Fine-tuning should yield the best results when classifying text and make the co:here LLM specialised for the intended task; thus effectively leveraging the LLM’s.
The representation fine-tuned model can be used for Embeddings or Classification. In the example below, the fine-tuned sentiment model is used to visually represent the sentiment of sentences.
A selection of sentences are entered on the right, and run against the fine-tuned custom model. When examined, both the positive and negative comments range in relevance. There are a few outliers with really no sentiment attached.
Fine-Tuning Process
Data needs to be uploaded in CSV format, below is a selection from the CSV file. Sentiment is divided between 1 and 0. Positive and negative. The selection of data was 1000 records in size.
From the co:here playground, selection the option to create a fine-tuned model. The baseline model selected was small, this was merely to speed up the training process.
This time instead of a generation model, a representation model is selected. For the uploaded CSV the minimum number of records are 250, with 500 as the best minimum. For this demo, 1000 was selected.
Below the file is uploaded and pre-processing is performed on the file.
The CSV file is uploaded and the preview button can be selected.
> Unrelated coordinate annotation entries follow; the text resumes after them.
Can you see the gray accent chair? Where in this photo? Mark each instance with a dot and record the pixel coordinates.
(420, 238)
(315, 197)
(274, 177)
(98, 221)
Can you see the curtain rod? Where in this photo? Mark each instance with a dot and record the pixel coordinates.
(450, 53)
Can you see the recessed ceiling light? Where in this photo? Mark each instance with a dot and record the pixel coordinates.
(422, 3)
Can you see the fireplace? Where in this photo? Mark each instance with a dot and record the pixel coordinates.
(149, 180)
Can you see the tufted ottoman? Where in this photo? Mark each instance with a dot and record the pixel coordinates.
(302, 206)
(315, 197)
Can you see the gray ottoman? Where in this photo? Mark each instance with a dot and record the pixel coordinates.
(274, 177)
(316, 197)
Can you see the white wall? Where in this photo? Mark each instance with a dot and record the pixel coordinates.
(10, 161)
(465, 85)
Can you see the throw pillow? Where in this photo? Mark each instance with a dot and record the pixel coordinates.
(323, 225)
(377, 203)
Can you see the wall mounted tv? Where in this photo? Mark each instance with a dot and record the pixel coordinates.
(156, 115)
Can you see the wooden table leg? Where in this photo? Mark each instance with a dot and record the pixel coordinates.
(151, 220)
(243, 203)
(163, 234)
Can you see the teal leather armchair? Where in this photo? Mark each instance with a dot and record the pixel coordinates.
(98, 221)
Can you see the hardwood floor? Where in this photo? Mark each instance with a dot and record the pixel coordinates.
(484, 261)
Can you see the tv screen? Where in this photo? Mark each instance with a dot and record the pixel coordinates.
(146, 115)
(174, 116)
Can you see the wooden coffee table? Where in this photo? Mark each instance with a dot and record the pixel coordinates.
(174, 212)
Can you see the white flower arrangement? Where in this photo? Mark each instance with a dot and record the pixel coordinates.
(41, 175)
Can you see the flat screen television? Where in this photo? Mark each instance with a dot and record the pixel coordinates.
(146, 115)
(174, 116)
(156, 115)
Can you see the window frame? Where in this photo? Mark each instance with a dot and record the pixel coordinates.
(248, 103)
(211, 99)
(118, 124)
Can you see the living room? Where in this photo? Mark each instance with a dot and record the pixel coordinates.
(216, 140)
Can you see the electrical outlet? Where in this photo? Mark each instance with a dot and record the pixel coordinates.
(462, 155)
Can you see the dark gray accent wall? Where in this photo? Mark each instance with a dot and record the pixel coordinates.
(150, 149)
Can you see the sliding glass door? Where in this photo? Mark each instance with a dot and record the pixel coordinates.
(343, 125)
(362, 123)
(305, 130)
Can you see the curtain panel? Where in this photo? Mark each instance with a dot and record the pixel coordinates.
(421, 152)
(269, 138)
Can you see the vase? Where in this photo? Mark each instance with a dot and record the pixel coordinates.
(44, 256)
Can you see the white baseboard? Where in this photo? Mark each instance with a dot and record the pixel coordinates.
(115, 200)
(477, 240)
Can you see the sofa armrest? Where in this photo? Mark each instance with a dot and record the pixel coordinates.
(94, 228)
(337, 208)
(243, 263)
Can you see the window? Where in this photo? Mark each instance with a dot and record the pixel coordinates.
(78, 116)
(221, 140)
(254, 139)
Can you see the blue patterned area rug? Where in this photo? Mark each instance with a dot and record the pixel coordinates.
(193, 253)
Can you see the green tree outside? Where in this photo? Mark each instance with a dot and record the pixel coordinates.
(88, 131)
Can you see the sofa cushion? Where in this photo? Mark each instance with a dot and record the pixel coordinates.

The model type and the baseline mode are confirmed. The name of the model can be defined. As you use the framework, the number of fine-tuned models will grow, hence naming the model in a descriptive manner is vital.
When the Start finetuning button is clicked, the process kicks off. The Representation model trains much faster than the Generation model. The Generation model can take 3 to 6 hours to train. And the time and effort to prepare the training is significantly more demanding.
Below the models within my playground is listed with base model size, Model type (one of two available) and status. Once the process has moved pass Queued and Finetuning, the rest of the process happens quite quick.
Below, the sequence of events and progress tracker of creating a fine-tuned model…
When training the model is done metrics are available and the model is ready for testing in the playground.
And the code to run the classification model with input, and how the model is referenced.
import cohere
from cohere.classify import Example
co = cohere.Client('{apiKey}')
classifications = co.classify(
model='xxxxxxxxx-xxxxxxxxx-xxxxxxxxx-xxxxxxxxx-xxxxxxxxx-xx',
inputs=["I\'m still infatuated with this phone.", "Freezes frequently4.", "best bluetooth on the market.", "Do not make the same mistake as me.", "Don\'t waste your money!.", "Worked perfectly!", "I am also very happy with the price.", "Rip off---- Over charge shipping.", "Better than you\'d expect.", "Price is good too."]
print('The confidence levels of the labels are: {}'.format(
classifications.classifications))
Conclusion
Fine-tuning will definitely grow as an avenue to leverage the large language models of co:here. Thinking of conversational AI implementations, co:here can act as a supporting technology to:
- Assist as an initial NLP high-pass on user input.
- Analysis of unstructured user input in clustering and detecting new intents.
- Detection of areas of conversation not covered by existing defined intents.
- Generation of disambiguation menus sentences or bot response messages.